All of this casts a wide, wide net — which is a good thing as far a U.S. business will be concerned. Still, there are a few ambiguities worth addressing. One wonders if this executive order will require a degree of transparency from the government when it comes to substantiating the source of attacks. After the Sony Pictures hack last year, the Federal Bureau of Investigation was convinced that North Korea was behind the attack without actually releasing any evidence. Additionally, given a savvy and resourceful attacker, it may be difficult for U.S. authorities to conclusively determine the source of a cyber attack. It also isn’t unimaginable that a particularly motivated and cunning attacker could spoof the source of an attack, leading to sanctions against an innocent party.
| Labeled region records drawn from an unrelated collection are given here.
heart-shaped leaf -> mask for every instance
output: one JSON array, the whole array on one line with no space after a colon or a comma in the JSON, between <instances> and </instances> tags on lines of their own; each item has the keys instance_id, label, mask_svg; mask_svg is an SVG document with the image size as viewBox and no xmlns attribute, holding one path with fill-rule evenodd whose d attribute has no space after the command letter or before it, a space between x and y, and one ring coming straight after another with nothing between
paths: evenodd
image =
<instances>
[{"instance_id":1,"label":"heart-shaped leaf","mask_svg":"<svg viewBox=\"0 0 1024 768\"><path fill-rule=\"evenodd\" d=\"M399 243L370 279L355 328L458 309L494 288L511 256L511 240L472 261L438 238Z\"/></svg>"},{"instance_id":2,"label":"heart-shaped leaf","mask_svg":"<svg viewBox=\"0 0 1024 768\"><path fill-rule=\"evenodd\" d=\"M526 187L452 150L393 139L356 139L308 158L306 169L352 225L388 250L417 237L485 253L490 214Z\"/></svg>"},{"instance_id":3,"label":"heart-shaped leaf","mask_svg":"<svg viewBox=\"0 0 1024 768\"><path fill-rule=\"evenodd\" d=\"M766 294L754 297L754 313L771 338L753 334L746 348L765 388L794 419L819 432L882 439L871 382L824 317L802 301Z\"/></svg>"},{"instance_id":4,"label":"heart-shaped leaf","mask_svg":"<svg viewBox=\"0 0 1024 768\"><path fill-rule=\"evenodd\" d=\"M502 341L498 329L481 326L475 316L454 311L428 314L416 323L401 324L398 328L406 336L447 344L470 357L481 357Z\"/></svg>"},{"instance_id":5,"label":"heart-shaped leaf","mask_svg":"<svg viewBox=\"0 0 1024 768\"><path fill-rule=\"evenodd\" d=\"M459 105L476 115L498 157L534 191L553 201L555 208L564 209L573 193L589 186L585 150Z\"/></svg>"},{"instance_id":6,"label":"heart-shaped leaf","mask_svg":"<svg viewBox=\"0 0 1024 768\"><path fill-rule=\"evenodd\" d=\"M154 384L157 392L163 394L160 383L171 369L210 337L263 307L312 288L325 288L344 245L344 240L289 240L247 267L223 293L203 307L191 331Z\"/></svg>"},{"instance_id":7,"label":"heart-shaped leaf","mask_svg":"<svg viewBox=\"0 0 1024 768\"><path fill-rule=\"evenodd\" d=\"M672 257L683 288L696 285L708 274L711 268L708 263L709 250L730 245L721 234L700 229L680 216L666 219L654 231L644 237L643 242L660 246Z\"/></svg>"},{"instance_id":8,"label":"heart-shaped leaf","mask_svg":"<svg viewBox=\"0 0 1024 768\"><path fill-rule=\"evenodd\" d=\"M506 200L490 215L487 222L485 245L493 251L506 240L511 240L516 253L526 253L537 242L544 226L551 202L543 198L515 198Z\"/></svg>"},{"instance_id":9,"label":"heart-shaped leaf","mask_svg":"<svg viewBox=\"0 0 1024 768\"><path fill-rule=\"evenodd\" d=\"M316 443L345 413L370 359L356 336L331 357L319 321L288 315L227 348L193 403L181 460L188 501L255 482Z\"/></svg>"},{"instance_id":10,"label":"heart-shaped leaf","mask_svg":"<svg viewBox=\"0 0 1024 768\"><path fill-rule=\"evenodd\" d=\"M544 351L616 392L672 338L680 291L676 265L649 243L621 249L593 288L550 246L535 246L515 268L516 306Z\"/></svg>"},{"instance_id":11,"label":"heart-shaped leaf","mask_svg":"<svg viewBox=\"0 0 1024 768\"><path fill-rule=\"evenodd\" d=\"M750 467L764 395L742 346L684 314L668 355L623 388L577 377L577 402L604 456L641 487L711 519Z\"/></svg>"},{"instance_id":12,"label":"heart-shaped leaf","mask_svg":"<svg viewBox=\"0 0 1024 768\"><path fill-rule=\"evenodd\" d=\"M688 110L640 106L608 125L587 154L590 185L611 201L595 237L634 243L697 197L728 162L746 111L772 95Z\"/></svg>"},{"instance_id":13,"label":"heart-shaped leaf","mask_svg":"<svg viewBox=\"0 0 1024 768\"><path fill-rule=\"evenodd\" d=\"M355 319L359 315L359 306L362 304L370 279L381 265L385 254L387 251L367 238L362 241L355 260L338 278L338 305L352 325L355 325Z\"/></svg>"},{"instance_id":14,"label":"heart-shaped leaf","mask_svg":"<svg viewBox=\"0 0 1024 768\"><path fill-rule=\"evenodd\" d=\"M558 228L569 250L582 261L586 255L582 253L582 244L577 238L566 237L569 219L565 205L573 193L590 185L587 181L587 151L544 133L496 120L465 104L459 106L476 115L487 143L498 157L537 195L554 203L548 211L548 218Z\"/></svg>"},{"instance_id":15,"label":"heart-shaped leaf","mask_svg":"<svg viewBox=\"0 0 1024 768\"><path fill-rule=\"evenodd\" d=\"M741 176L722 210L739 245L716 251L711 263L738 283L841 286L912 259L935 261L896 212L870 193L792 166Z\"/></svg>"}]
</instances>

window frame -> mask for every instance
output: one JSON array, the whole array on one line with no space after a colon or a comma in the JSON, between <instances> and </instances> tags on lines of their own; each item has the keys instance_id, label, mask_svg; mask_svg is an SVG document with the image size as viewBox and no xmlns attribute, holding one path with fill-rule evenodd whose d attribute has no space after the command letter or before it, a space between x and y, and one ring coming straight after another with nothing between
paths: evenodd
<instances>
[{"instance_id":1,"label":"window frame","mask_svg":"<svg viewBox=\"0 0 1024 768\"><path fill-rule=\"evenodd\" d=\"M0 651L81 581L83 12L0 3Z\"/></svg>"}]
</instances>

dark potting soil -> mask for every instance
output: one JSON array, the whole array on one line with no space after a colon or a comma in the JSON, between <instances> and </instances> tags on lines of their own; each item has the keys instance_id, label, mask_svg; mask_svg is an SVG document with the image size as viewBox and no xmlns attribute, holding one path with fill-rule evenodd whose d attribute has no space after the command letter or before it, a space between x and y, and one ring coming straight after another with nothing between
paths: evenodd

The executive order is quite broad-sweeping and light on technically specifying what constitutes a cyber attack that would represent “an unusual and extraordinary threat to the national security, foreign policy, and economy of the United States.” For example, distributed denial of service (DDoS) attacks, be they as unsophisticated as they are popular among cyber hoodlums, may well count as cyber attacks under the executive order. Is the administration equating a DDoS attack that causes downtime for a popular website to. say, a state-backed attack on U.S. critical energy infrastructure? These are but a few of the concerns that arise from this move.
Obama, in his remarks following the release of the executive order, emphasized its function as a cyber deterrent: “From now on, we have the power to freeze their assets, make it harder for them to do business with U.S. companies, and limit their ability to profit from their misdeeds,” he noted. In the administration’s view, this executive order should, in theory, reduce the reward of cyber attacks while increasing the risks for would-be attackers. If the arithmetic works performs to spec in reality, this should deter attacks against U.S. targets.
What’s interesting here is that this will put the PLA, which is strongly suspected of using its cyber offensive capabilities to provide stolen intellectual property to Chinese corporations, in a tricky position. In theory, if the United States can substantiate that a Chinese firm acquired stolen intellectual property, it could seize any U.S.-based property and funds belonging to that corporation. Cyber remains one of the exposed nerves in U.S.-China diplomacy. There’s no doubt that members of PLA Unit 61938 have taken note of today’s development.
The executive order is a fascinating development in the United States’ evolving response to burgeoning cyber threats. A lot will come down to how and when this program is implemented. The executive order casts a wide enough net and bares just enough teeth to send the message that the United States isn’t afraid to play legal hardball on cyber.